SR-B1 is mainly identified for promoting selective uptake of CE from HDL or other lipoproteins to cells by a non-endocytic process [23,24,25,26,27,28]. Moreover, SR-B1 mediates selective hepatic uptake of HDL-CE, free cholesterol (FC), triglycerides (TG), and phospholipids by a three step mechanism [24,25,26,27]. First, cholesterol-rich donor lipoprotein particles could bind to the extracellular loop domain of the receptor. Then, SR-B1 could promote the transfer of CE from the lipoprotein particles to the plasma membrane, and finally, the cholesterol poor lipoprotein particles could release back into the circulation [3,23,24]. Furthermore, SR-B1 requires oligomerization to promote selective lipid uptake, but not HDL binding [26,27,28,29,30,31]. Although the mechanism by which SR-B1 facilitates the transfer of CE to the plasma membrane is not fully understood, a model has been proposed in which a hydrophobic tunnel is formed by the extracellular domain of the receptor between lipoprotein particles and the cell membrane through which CE diffuse in a concentration gradient manner [27,32]. The recent publication of the high-resolution crystal structure of the extracellular domain of LIMP-2, a homologue of SR-B1, supports the validity of this mechanism [33].

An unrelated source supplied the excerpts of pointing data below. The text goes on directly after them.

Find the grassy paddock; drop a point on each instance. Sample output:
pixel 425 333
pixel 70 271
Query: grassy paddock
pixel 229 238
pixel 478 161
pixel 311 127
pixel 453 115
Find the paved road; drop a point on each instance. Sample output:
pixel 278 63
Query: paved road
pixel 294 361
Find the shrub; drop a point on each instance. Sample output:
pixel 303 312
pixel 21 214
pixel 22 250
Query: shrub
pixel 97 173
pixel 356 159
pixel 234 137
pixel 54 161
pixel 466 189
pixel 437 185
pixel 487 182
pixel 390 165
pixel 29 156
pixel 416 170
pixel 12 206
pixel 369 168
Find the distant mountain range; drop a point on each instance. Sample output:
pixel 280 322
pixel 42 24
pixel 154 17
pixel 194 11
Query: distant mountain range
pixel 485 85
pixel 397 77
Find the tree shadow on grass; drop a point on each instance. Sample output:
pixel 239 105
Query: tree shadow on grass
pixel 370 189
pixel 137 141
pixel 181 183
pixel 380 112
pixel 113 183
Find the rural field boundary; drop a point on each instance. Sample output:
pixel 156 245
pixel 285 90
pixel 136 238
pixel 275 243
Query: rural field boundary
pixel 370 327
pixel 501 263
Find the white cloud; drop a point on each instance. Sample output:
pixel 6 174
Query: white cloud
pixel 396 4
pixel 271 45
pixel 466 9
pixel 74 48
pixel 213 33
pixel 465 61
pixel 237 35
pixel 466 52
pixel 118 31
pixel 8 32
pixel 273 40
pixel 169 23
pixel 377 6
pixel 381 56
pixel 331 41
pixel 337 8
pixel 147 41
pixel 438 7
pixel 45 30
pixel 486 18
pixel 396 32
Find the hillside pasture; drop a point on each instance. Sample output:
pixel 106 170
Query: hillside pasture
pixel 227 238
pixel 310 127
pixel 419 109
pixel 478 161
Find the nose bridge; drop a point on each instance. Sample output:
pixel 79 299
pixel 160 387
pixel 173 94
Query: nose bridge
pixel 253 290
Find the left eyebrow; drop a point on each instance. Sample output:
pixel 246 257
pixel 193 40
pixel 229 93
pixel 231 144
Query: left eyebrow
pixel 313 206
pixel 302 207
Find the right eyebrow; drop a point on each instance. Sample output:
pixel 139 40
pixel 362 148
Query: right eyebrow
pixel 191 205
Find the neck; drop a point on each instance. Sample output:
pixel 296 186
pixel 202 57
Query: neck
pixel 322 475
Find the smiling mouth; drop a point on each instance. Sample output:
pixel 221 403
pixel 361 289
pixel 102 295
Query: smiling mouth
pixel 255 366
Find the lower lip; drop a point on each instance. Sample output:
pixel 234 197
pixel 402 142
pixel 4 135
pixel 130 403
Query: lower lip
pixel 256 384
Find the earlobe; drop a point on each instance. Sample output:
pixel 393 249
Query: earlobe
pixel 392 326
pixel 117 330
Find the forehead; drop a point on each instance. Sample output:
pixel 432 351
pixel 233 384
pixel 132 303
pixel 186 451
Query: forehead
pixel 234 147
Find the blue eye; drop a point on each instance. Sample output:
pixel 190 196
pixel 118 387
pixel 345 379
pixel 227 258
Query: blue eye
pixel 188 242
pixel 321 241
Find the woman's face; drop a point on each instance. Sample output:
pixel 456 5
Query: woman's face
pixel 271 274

In addition to selective CE uptake, SR-B1 also facilitates the efflux of free cholesterol between cells and lipoproteins [34,35]. Briefly, this mechanism carried out by HDL is known as RCT and consists of the transport of cholesterol via HDL from peripheral tissues such as macrophages or endothelial cells to the liver for cholesterol excretion, bile acid production or steroid hormone synthesis in steroidogenic organs [26,36]. Apart from SR-B1, two more receptors are involved in this process: ATP-binding cassette A1 (ABCA1), that mediates unidirectional efflux of cholesterol and phospholipids to apolipoprotein (apo) A-I and apo E [27,37], and ATP-binding cassette G1 (ABCG1), that promotes unidirectional efflux of cholesterol to nascent HDL particles [27,38].

SR-B1 has been involved in the progression of atherosclerosis [4]. SR-B1, via HDL, contributes to the transport of cholesterol from macrophages through cholesterol efflux to the liver, and is also implicated in reducing inflammation and oxidation [3,4,27]. SR-B1 interaction with HDL modulates macrophage inflammation through activation of Akt and decreased activation of nuclear factor-κB (NF-κB), promoting the release of anti-inflammatory cytokines, including interleukin 10 and transforming growth factor-beta (TGF-ß) [26,39]. In the endothelial cells, SR-B1 inhibits inflammation via endothelial nitric oxide synthase (eNOS) activation and expression of the antioxidant enzyme, 3-beta-hydroxysteroid-delta 24-reductase (DHCR24) [4,40]. HDL and apo A-I also reduce oxidative modification of apo B containing lipoproteins [4]. Furthermore, SR-B1 in macrophages and endothelial cells could suppress the progression of atherosclerosis by modifying cholesterol trafficking and reducing atherosclerotic lesion through limiting foam cell formation [41,42]. Moreover, SR-B1 in macrophages and endothelial cells could also promote the uptake by HDL of modified lipoproteins that contribute to the development of early atherosclerotic lesions [43,44,45]. Hepatic SR-B1 mediates the clearance of VLDL, LDL, and Lp(a), whose accumulation in plasma facilitate the progression of atherosclerosis [16,17,18,19]. SR-B1 promotes the reduction of apoptosis, and mediates efferocytosis of apoptotic cells in macrophages of atherosclerotic lesions [46,47]. Platelet SR-B1 has been implicated as a negative controller in the development of thrombosis [48,49] (Figure 1) (Table 1).